Wary as a surgeon about any move he makes, Howard Hughes somehow managed to think of everything for last week's flight. In New York he had tested 15 brands of bread for nutritive value. In the plane, along with heaps of sandwiches, were containers of milk, coffee, food concentrates, boned turkey and enough water to last all the way around.
Also in the plane's rescue equipment were a revolver and a shotgun. Handy in case of a forced landing on unfriendly terrain, these would also have been useful in enforcing crew discipline, a job Richard Evelyn Byrd had to do with a heavy flashlight on his transatlantic flight (1927).
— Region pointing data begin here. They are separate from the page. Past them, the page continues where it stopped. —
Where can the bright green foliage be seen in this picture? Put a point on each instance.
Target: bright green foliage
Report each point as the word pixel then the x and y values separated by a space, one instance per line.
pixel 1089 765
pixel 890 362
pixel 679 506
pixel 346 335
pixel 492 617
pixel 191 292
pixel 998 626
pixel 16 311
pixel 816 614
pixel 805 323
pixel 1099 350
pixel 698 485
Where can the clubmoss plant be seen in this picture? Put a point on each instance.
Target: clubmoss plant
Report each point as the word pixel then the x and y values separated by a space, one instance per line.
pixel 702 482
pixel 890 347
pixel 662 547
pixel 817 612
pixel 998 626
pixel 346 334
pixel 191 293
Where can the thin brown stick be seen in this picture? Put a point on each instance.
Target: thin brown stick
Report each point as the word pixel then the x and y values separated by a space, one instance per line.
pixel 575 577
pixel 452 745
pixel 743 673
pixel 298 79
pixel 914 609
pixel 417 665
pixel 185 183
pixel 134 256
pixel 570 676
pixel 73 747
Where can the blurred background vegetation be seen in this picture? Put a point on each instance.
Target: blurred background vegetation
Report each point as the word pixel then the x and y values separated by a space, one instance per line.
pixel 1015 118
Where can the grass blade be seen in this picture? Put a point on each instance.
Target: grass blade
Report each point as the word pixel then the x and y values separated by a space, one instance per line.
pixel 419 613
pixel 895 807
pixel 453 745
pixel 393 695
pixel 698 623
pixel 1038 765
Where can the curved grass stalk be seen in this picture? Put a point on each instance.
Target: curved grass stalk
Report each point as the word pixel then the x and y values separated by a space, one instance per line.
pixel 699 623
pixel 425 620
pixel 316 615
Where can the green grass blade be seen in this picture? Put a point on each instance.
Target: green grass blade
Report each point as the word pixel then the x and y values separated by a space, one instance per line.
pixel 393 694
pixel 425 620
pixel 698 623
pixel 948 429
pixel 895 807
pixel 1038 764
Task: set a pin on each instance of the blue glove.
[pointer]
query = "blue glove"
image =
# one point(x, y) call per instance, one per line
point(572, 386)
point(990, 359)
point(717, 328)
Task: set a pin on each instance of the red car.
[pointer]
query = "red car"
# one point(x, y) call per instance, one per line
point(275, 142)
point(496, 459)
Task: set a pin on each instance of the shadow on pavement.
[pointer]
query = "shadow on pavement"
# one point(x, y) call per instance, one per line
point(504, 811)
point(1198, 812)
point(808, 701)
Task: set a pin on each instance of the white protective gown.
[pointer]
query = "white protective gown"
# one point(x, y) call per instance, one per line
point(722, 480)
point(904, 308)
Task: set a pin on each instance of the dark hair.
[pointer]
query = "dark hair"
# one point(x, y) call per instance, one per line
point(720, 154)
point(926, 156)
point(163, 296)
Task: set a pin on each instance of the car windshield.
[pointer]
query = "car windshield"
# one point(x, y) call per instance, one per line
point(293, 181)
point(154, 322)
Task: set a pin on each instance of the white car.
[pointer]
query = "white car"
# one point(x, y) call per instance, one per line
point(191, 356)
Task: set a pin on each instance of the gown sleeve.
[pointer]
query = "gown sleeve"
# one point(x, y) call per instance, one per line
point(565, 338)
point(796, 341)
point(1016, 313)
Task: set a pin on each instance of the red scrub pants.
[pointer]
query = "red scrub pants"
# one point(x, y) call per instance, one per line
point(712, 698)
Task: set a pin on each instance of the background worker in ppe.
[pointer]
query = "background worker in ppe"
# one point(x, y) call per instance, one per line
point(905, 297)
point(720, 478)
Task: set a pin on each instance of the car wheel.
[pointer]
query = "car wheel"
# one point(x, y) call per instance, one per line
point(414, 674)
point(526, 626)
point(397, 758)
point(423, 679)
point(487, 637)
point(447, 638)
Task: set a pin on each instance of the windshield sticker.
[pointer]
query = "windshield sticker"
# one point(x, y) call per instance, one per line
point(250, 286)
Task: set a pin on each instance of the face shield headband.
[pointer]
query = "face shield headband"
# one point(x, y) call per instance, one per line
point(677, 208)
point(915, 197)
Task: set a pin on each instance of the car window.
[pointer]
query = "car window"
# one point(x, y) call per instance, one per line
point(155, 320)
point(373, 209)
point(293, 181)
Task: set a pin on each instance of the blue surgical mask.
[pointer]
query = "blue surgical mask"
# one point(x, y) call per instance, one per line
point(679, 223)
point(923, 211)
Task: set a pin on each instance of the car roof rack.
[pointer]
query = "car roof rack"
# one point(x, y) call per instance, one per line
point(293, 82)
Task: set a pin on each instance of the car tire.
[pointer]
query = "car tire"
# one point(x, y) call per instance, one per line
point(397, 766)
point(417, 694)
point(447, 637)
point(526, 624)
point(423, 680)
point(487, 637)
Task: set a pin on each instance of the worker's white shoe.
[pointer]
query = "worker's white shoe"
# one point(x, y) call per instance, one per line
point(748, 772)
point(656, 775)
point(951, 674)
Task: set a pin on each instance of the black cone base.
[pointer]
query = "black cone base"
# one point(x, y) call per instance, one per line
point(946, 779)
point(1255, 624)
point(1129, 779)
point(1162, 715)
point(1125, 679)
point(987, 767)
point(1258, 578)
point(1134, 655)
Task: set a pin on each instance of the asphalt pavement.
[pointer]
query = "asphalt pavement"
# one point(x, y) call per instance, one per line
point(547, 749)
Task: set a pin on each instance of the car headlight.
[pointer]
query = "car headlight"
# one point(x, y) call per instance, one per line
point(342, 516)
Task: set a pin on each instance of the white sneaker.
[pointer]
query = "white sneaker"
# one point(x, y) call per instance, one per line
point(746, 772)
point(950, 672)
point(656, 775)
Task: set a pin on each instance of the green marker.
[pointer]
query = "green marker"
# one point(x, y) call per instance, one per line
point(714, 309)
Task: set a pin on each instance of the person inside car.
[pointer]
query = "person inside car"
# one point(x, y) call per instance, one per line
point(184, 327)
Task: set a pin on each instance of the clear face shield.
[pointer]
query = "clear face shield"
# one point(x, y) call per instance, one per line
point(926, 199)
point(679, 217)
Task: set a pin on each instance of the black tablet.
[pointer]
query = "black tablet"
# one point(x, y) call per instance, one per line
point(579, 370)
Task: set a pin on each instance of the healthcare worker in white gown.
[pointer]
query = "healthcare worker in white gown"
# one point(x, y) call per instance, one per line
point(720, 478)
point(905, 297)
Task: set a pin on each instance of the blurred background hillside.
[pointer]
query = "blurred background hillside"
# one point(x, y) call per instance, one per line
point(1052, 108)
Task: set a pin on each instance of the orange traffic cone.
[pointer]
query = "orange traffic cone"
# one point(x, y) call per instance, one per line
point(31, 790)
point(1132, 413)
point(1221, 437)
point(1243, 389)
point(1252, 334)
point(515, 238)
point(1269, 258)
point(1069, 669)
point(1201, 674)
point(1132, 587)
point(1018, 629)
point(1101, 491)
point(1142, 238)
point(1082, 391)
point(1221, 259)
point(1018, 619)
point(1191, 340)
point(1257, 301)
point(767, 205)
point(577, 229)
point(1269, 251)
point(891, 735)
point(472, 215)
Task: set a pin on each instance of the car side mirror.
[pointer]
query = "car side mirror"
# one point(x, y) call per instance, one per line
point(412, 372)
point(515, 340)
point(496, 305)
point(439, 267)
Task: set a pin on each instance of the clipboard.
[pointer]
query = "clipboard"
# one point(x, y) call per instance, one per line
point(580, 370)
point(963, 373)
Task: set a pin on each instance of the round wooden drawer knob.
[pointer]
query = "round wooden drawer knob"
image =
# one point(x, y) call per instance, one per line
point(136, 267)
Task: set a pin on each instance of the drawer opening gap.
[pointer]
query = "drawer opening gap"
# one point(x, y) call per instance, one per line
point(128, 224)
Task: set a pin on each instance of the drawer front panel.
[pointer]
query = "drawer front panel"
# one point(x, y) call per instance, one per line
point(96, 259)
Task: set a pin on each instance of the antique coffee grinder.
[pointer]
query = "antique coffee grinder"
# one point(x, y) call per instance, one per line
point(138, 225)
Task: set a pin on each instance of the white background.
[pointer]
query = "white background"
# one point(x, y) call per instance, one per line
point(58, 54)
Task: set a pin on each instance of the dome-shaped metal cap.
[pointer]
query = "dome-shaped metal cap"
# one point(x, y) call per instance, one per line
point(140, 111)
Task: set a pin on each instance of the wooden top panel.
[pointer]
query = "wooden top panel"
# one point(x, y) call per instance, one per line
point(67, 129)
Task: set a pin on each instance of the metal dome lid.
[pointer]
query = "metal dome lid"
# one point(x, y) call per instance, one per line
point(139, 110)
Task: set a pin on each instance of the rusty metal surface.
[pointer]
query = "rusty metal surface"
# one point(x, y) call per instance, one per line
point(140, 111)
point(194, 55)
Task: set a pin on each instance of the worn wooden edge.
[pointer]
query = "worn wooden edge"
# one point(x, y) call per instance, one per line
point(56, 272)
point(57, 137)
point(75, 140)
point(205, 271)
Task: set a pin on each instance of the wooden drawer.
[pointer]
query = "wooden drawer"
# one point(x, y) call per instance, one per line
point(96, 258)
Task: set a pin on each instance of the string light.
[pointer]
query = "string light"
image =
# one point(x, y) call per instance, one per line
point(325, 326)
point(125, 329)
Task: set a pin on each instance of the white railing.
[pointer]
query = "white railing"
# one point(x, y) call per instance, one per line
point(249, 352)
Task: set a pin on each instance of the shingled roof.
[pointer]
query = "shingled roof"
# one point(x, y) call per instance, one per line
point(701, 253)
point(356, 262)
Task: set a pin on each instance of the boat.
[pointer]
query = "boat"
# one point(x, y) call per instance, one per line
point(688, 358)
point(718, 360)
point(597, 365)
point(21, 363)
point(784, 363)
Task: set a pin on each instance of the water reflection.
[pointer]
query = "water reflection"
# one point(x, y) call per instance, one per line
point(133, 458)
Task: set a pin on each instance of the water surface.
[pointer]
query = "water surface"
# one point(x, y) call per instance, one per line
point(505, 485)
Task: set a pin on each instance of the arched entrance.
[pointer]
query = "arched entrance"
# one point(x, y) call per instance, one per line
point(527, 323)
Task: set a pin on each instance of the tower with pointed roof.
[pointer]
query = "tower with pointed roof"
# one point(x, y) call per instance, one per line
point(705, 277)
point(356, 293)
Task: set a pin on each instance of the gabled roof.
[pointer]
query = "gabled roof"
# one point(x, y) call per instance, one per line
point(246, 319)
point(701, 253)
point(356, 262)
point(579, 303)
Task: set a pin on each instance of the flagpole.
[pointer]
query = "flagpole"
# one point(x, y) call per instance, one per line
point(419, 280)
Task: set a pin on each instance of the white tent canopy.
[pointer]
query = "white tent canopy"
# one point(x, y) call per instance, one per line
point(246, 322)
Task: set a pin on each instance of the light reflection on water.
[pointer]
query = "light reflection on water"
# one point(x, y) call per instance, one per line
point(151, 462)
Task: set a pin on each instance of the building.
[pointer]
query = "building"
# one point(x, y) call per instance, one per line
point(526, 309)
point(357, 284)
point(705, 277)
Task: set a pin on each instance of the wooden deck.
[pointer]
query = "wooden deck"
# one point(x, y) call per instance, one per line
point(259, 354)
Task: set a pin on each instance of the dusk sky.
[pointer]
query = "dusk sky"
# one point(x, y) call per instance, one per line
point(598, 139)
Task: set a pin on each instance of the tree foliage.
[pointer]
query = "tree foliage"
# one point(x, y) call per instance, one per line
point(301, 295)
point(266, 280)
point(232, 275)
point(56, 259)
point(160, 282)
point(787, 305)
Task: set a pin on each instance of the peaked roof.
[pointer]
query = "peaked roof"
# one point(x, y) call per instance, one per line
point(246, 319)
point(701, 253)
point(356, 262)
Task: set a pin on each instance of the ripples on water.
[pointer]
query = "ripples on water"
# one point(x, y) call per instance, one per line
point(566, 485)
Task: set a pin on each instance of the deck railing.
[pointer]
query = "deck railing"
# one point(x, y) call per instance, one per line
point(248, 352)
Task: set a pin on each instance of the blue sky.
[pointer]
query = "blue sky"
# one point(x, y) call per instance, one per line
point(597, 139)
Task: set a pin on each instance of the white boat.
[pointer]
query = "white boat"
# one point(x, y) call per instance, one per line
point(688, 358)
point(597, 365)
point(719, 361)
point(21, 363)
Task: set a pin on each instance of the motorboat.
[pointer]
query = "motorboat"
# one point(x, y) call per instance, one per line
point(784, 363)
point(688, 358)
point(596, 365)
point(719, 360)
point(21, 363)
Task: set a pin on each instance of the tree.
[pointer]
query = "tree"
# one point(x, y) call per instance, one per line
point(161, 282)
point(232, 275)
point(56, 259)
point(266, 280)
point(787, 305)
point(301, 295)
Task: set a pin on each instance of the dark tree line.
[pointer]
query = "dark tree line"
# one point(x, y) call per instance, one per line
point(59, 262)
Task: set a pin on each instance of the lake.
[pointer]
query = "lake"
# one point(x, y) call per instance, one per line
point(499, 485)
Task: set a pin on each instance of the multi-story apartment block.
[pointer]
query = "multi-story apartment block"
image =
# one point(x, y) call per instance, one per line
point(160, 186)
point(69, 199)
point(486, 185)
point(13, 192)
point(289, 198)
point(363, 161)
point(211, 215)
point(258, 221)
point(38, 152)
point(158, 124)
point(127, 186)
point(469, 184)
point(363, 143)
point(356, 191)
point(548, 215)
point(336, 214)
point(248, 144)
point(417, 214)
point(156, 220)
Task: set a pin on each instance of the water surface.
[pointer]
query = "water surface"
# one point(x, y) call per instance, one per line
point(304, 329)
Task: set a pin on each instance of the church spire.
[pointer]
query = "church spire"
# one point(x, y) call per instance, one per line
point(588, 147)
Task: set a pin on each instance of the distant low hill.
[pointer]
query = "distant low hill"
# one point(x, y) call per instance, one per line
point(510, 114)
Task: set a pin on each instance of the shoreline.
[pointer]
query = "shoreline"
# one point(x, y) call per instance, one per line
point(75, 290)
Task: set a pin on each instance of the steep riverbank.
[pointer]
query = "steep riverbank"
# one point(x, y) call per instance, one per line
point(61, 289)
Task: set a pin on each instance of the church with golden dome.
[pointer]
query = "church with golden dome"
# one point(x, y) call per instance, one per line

But of all these precautions none had to be used. The New York World's Fair 1939 whisked around its 14,716-mile course with machine-like monotony. Most interesting sidelights came from airports the plane touched at: throngs in Red Moscow pleased with a U. S. millionaire who had a patch on the seat of his pants; the "Godspeed--and success" from Mrs. Wiley Post at Fairbanks, Alaska; the surprise of the sleepy radio announcer at Minneapolis at seeing a news scoop landing virtually in his lap, since the plane had headed from Fairbanks for Winnipeg, the well-regimented welcome-home at jammed Floyd Bennett Field, "loused up" (in the phrase of Manhattan's elegant World's Fair President Grover A. Whalen) when Hughes came in on the wrong runway.
But if the reception at Floyd Bennett Field became somewhat tangled, Manhattan's jamboree next day for the aeronauts of the hour was in the good old Lindbergh tradition. In the front car of the motorcade rode Veteran Greeter Whalen, the man who had thus greeted Lindbergh eleven years before. Bowing, smiling, acknowledging the plaudits of the millions' Greeter Whalen led the way to City Hall. There, shepherding the five fliers into the presence of smiling little Mayor Fiorello H. LaGuardia, Greeter Whalen trumpeted a magnificent blunder. He presented the reticent, slender, six-foot-three young man at his side as "Edward Hughes."